AUSTRALIA'S system of executive pay simply does not work for a large number of companies listed on the ASX, according to a corporate governance expert for one of the world's biggest investment funds.
Pru Bennett, of BlackRock Australia, has called for a rethink of the way long-term incentives are used to remunerate executives, particularly for mining and resources stocks in the early stages of development.
Ms Bennett's doubts about the current system were shared by the OZ Minerals' chairman, Neil Hamilton, who said the amount of time companies were devoting to executive pay had got "out of hand".
Ms Bennett voiced concerns that measurements like "earnings-per-share", "relative total shareholder return" and "return on capital employed" were inappropriate for judging executives in companies that were mere explorers or in the early stages of development.
She said those measurements could be undermined by the timing of spending or external factors like weather and commodity prices, meaning they were not an effective way to judge executive performance and incentive payments.
"These companies are finding it difficult to meet remuneration standards once they get into the index, they just don't meet the major proxy advisers' guidelines because they are just not operational, their only revenue is interest," she said. "What we've got in executive remuneration at the moment just doesn't work."

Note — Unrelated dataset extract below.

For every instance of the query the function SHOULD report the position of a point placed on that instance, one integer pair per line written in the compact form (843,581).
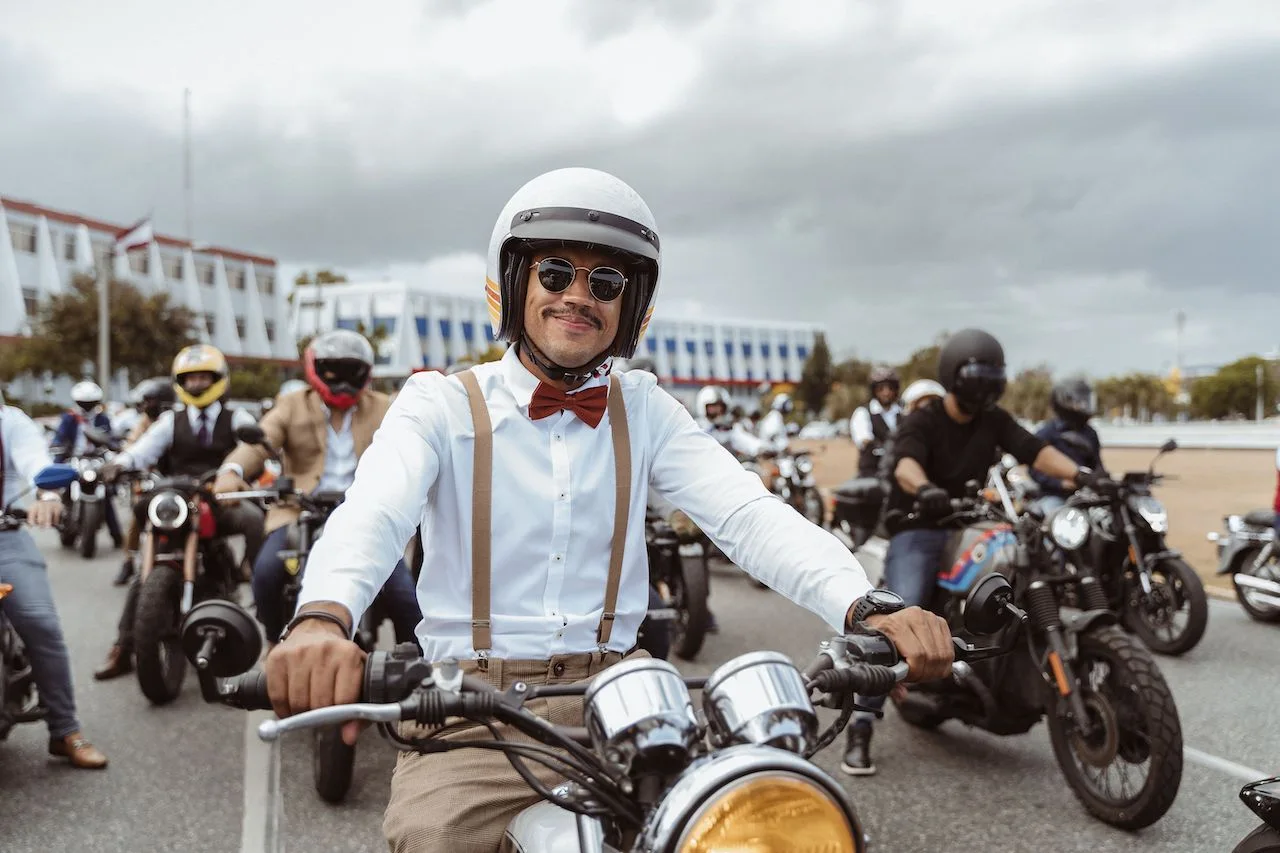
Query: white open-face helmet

Ms Bennett said options would be a better way to reward executives in such companies, so long as controls were in place to prevent shareholder dilution.
"They can attract and retain good people with options without impacting significantly on the cash flow which is vital to their long-term development," she said.

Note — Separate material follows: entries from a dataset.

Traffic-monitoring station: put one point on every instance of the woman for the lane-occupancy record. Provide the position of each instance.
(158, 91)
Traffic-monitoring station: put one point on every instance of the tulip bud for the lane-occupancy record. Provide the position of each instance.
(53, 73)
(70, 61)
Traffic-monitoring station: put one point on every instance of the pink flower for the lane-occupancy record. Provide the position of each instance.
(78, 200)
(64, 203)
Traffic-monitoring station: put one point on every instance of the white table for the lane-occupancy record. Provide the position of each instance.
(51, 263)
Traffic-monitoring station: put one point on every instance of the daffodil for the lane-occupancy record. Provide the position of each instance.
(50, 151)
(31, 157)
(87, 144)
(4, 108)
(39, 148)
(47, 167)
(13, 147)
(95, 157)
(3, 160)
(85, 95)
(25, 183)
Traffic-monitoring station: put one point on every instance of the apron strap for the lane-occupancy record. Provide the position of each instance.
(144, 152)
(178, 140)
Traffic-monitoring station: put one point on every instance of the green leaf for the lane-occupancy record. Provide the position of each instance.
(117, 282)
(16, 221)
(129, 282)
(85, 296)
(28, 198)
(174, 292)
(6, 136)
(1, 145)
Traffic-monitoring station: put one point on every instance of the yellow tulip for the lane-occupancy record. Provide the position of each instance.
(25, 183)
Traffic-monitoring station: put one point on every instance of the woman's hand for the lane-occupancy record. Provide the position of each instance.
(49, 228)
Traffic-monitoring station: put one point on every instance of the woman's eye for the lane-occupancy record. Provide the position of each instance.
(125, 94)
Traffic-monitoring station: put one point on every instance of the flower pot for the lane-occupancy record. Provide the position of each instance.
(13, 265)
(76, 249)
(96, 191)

BlackRock is the world's biggest investor in resources companies, holding stakes in countless companies including the biggest stake in BHP Billiton.
Concerns about executive pay were also raised at OZ Minerals' annual meeting in Melbourne yesterday, where Mr Hamilton expressed frustration that remuneration issues were now dominating discussions with investors and proxy advisors.
"I will probably spend five or six days talking to people about remuneration, and far less talking about the balance sheet and the company strategy, which I think tells you it has got out of hand," he said.
"We have been around the world on this issue a few times and I can assure you it takes an inordinate amount of the board's time."
Despite those comments shareholder advocates at yesterday's meeting urged OZ to extend the term of their incentives from three to five years.